To create a reliable algorithm, we need a data pipeline: a computer architecture that organizes and transfers data from all the sources of information used by a company (databases, applications, Excel spreadsheets, etc.) so that it can be exploited further on. This pipeline must therefore be robust and consistent, and have as few manual inputs as possible. To err is human, which is why the automation of data entry is the method to prioritize. Ideally, companies should no longer use expansive Excel files to store and manage their databases, since they are neither a reliable source of information nor a stable format.”
4. How much data does artificial intelligence projects require?

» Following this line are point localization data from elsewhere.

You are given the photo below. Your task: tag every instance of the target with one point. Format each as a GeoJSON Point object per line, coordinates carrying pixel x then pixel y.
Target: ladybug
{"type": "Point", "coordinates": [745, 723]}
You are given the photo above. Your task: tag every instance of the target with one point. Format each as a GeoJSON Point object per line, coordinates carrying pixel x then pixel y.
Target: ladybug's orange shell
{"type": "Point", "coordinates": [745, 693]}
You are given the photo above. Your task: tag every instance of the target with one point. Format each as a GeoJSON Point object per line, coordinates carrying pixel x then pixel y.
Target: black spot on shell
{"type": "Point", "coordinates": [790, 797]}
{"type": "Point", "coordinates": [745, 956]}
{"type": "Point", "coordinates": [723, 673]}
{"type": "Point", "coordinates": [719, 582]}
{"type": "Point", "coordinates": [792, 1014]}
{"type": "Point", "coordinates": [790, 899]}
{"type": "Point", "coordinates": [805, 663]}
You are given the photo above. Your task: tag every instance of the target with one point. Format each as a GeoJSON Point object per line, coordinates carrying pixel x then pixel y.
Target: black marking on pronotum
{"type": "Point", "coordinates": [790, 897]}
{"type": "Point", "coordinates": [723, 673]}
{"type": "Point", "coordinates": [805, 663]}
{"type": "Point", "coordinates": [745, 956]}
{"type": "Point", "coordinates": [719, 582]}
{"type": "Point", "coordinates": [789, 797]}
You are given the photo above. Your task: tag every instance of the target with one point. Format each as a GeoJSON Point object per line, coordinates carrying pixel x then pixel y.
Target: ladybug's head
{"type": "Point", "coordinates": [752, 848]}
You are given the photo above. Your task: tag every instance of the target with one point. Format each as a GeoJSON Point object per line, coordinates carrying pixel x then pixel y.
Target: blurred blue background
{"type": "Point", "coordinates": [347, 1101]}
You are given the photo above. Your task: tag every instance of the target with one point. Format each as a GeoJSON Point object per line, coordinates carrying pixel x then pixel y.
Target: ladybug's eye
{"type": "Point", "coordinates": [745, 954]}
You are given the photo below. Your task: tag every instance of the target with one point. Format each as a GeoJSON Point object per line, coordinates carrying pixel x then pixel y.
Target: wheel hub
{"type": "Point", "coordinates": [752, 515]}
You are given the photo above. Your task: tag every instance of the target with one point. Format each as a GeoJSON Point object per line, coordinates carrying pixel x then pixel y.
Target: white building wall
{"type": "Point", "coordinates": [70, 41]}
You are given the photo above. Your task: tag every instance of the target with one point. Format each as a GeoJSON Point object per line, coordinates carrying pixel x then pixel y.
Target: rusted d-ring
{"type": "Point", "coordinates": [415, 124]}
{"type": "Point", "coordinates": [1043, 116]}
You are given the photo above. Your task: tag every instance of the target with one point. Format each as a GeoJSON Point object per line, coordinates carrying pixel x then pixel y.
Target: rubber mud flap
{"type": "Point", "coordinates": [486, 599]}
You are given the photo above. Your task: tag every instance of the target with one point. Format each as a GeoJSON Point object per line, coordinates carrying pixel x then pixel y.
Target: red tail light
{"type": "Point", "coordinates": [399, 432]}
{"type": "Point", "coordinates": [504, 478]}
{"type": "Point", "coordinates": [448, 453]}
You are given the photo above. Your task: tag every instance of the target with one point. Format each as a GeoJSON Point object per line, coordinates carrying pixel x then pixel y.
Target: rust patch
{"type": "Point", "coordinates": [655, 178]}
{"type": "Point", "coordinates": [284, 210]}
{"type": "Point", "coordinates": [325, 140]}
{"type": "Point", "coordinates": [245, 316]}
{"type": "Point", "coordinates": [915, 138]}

“It’s a recurring question, and unfortunately it doesn’t have a final answer. Of course, AI doesn’t invent anything: it only looks into the past to make correlations, propose solutions and predict results. Because every business and every project vary so much, the amount of data required will not always be the same. It’s always better to have more than not enough, though, and it’s never too late to start storing and classifying your company’s data. However, its quality is paramount. If you have a bunch of data, but its traceability and reliability cannot be demonstrated, you may end up with inconclusive results.
The beauty of AI is that it can always be trained and optimized with newer and better data. The earlier you start your process, the more your model will be able to evolve over time and offer interesting results.
Conversely, some artificial intelligence projects do not require a ton of historical data. In computer vision, for example, we can rapidly generate information with cameras. In these types of projects, the images produced must be labelled and categorized – a whole different preparatory work, since it requires human intervention.”